March 08, 2009


It didn't take me long to get settled at Southern Monastery. It was different than the monastery I go to at home -- Trappist instead of Benedictine -- and much larger and more formal. But all monastic life is based on the rule of Saint Benedict, so the routine was comfortably familiar. Besides, I'm the type person who makes myself at home anywhere. I dumped my suitcase at the foot of my bed, put my laptop and journal on the desk, and put my toothbrush in the bathroom. I discovered that the coffee machine in the dining hall was filled with hot water, so I bought a mug in the bookstore (I refuse to drink tea out of a paper cup) and made myself raspberry tea.

I'd been at the monastery for about an hour when I decided to read the list of rules on the desk in my room. I'd already broken four of them. One rule was that retreatants observe silence in the retreat house, even in the dining room. That explained why the building seemed so awfully quiet.

When the bell rang for Vespers, I slipped through the door into the church. The church smelled different than the chapel at my monastery: apparently the monks here don't go as crazy with the incense as they do back home. And they had no votive candles, which I really missed. I love lighting candles. The prayer schedule was similar, except that they called Sext "midday prayer." Perhaps they thought the name was too suggestive.

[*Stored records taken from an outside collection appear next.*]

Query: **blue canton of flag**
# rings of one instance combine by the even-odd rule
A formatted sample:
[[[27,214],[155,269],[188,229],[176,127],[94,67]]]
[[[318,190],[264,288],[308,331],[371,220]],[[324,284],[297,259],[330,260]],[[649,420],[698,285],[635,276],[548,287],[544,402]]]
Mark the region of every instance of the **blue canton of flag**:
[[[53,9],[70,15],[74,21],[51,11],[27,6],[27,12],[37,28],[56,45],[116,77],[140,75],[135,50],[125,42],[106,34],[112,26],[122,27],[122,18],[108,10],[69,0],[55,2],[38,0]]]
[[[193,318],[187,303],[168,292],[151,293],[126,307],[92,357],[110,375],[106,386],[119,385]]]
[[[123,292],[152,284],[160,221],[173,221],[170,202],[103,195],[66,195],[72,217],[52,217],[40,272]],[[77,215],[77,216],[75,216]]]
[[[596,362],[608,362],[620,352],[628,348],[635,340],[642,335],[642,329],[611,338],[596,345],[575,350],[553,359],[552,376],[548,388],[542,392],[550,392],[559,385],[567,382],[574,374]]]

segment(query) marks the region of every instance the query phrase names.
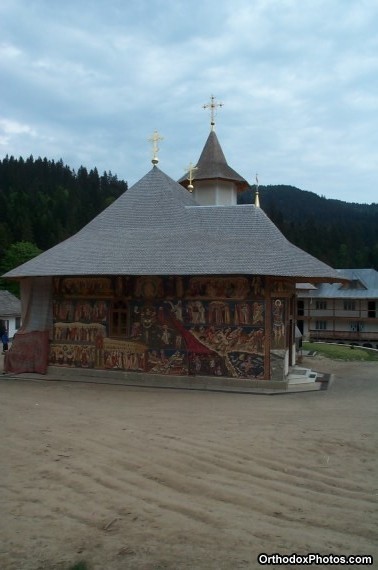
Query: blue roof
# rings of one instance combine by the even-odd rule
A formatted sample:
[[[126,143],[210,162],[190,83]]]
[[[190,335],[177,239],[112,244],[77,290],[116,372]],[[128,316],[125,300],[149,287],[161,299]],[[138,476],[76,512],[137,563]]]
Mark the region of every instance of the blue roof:
[[[319,283],[315,289],[297,287],[300,297],[329,299],[378,299],[378,271],[375,269],[336,269],[347,283]]]

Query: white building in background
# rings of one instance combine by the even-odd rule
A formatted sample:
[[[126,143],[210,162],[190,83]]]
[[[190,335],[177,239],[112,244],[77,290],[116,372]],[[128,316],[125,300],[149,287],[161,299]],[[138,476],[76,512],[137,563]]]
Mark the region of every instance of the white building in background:
[[[378,272],[338,269],[347,283],[298,283],[297,325],[304,339],[378,348]]]
[[[0,321],[12,339],[21,326],[21,301],[9,291],[0,290]]]

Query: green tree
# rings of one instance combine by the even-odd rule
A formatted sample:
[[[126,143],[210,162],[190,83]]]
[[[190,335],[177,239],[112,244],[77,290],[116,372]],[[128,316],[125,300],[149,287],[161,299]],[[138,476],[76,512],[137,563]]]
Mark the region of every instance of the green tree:
[[[9,246],[8,250],[3,254],[0,260],[0,275],[7,273],[11,269],[26,263],[29,259],[33,259],[42,253],[42,251],[29,241],[19,241]],[[0,279],[0,288],[7,289],[14,295],[20,296],[20,287],[18,282]]]

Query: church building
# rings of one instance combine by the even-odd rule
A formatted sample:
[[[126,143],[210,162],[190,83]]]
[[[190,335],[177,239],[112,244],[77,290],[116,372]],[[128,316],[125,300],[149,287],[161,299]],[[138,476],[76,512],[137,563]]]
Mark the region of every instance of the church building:
[[[152,169],[74,236],[9,271],[22,323],[5,370],[114,371],[148,385],[187,378],[284,382],[295,363],[297,282],[337,272],[291,244],[260,208],[214,130],[174,181]],[[171,385],[171,384],[170,384]],[[193,385],[193,384],[192,384]]]

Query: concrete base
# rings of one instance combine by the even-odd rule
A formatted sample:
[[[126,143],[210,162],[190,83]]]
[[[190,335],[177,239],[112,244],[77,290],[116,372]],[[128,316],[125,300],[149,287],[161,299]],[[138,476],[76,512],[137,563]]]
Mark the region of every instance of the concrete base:
[[[249,394],[287,394],[321,389],[318,383],[312,385],[290,386],[287,381],[274,380],[243,380],[238,378],[210,376],[167,376],[160,374],[143,374],[139,372],[124,372],[121,370],[94,370],[83,368],[63,368],[50,366],[48,373],[33,374],[4,374],[3,378],[19,380],[45,380],[85,382],[96,384],[114,384],[135,386],[140,388],[164,388],[175,390],[204,390],[215,392],[234,392]],[[324,388],[323,388],[324,389]]]
[[[175,388],[184,390],[215,390],[226,392],[286,391],[286,382],[269,380],[243,380],[214,376],[173,376],[166,374],[143,374],[122,370],[70,369],[50,366],[48,376],[60,379],[109,382],[125,386],[149,388]]]
[[[294,366],[287,377],[289,384],[308,384],[316,382],[318,373],[311,368],[299,368]]]

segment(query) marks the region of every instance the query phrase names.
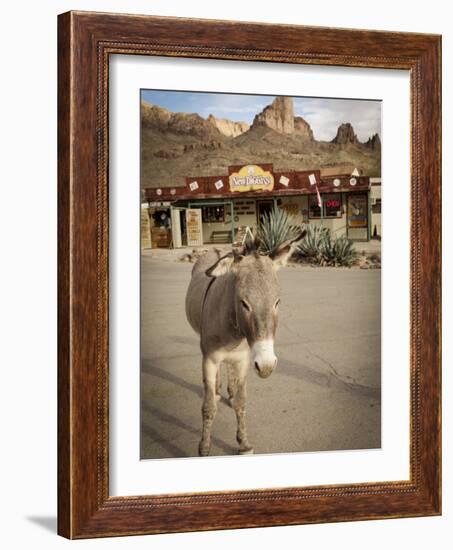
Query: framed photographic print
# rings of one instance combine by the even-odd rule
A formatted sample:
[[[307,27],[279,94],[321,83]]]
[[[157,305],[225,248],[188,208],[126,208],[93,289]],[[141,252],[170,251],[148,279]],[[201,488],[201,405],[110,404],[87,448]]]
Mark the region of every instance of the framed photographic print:
[[[440,501],[439,36],[59,17],[59,533]]]

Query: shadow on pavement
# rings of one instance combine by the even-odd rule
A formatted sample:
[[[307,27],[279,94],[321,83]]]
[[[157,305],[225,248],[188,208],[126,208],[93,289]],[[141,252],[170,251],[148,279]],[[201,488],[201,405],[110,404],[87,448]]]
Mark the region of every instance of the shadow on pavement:
[[[200,437],[201,435],[201,407],[200,407],[200,425],[197,426],[196,428],[189,426],[188,424],[186,424],[176,416],[173,416],[172,414],[161,411],[158,408],[151,406],[149,403],[146,403],[146,401],[142,401],[142,409],[163,422],[167,422],[169,424],[172,424],[173,426],[176,426],[177,428],[180,428],[182,430],[185,430],[189,433],[196,435],[197,438]],[[189,454],[187,452],[179,450],[177,446],[174,445],[174,443],[168,440],[168,438],[164,438],[161,435],[159,435],[157,432],[154,432],[154,430],[149,426],[149,424],[144,422],[143,419],[142,419],[142,430],[146,431],[147,433],[151,432],[150,435],[155,443],[159,443],[165,448],[167,448],[168,446],[174,447],[174,449],[177,450],[177,454],[174,453],[173,449],[171,449],[172,456],[179,456],[179,457],[197,456],[197,454],[193,454],[193,453]],[[221,448],[227,454],[237,454],[236,447],[233,447],[232,445],[228,445],[228,443],[226,443],[225,441],[223,441],[222,439],[219,439],[214,435],[212,436],[212,443],[213,445],[216,445],[217,447]]]
[[[195,393],[200,398],[203,397],[203,389],[201,385],[198,386],[197,384],[191,384],[190,382],[183,380],[179,376],[176,376],[176,374],[173,374],[169,371],[161,369],[160,367],[156,367],[155,365],[151,364],[151,361],[149,360],[142,361],[142,372],[146,372],[146,374],[150,374],[151,376],[157,376],[163,380],[166,380],[167,382],[176,384],[181,388],[184,388],[185,390],[189,390]],[[201,372],[201,368],[200,368],[200,372]]]

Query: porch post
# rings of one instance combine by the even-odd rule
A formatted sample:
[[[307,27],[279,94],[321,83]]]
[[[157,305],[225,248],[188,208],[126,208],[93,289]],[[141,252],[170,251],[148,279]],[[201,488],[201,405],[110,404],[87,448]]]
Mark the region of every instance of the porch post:
[[[231,217],[231,244],[234,243],[234,204],[230,201],[230,217]]]
[[[321,193],[319,193],[321,196]],[[324,227],[324,199],[321,197],[321,227]]]

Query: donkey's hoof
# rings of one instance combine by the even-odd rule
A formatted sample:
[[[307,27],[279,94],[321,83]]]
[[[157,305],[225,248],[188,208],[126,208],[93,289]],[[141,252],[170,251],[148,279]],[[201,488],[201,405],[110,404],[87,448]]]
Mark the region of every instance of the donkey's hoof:
[[[220,393],[216,393],[215,394],[215,400],[220,401],[221,399],[222,399],[222,396],[220,395]]]
[[[252,455],[254,452],[253,447],[244,447],[243,449],[239,449],[240,455]]]

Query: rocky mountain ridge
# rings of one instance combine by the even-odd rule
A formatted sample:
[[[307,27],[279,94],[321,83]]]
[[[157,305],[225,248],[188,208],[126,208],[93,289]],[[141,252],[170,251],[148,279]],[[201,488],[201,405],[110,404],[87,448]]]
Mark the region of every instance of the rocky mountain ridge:
[[[379,134],[374,134],[368,138],[368,141],[365,142],[365,146],[373,150],[381,150],[381,138]]]
[[[142,127],[150,127],[160,132],[180,135],[193,135],[201,138],[215,138],[220,131],[212,123],[197,113],[173,113],[164,107],[141,103]]]
[[[294,116],[293,99],[277,97],[251,125],[196,113],[173,113],[141,104],[143,187],[183,185],[187,176],[227,173],[233,164],[272,163],[276,170],[353,164],[380,175],[380,138],[360,143],[350,123],[331,142],[316,140],[310,124]]]
[[[209,115],[207,121],[217,128],[221,134],[227,137],[240,136],[250,128],[247,122],[235,122],[227,118],[217,118],[214,115]]]

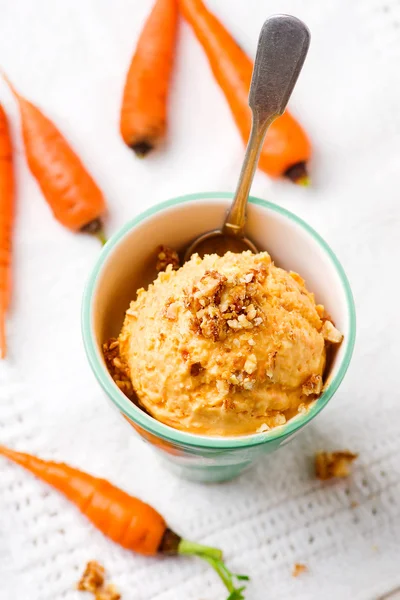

The monks were wearing cream-coloured robes, rather than the black robes I'm used to. I counted forty of them. I'd guess the average age to be about 85. At least. The first section of wooden choir stalls seemed reserved for the monks, but the God-love-you Woman from the front desk was sitting in the next section, so I clattered up the wooden steps to sit near her. The raised wooden stalls seemed formal compared to the simple wooden benches I'm used to, but it was handy to have the desk-like compartment for the binders of psalms and the songbooks and all the confusing papers of prayers. The monks across from me began the familiar chant, and the monks to my left responded, and I felt right at home.

From inside the choir stall

What's missing in the photo are the monks, of course. I only took photos in the church when it was empty. I didn't want to be disrespectful.


Lorianne said...

Thank you for these empty-church photos. I'm always careful to preserve the private sanctity of sacred spaces: it just seems tacky (to me) to go around snapping pictures when people are trying to pray.

When I was a student at Boston College, I'd sometimes go to a chapel on campus between classes to meditate in one of the pews. One day, some folks who were visiting campus stopped in the chapel & started taking pictures while talking loudly. I couldn't believe they didn't notice (or didn't care?) that they were intruding on my silence: it was as if they were so intent on chatting & taking pictures, they didn't notice someone was actually "using" the chapel for its intended purpose as a sacred place.

I've always remembered how angry that made me feel, so I've always tried NOT to be like those people.

Songbird said...

These pictures are gorgeous, I love the blue quality of the light.

kathy a. said...

the light is incredible!

which other rules did you break?

jo(e) said...

The first four rules I broke: I had food in my room. I used my cell phone. I talked to a woman I saw in the hallway. And I didn't lock my door.

Anonymous said...

it's a beautiful space. very austere. I've always liked it.

Jennifer said...

Beautiful church, beautiful picture. Thank you.

kathy a. said...

minor infractions, surely.

Leslie F. Miller said...

I envy your ability to pack up and go and be at home anywhere. That is what I miss most about me.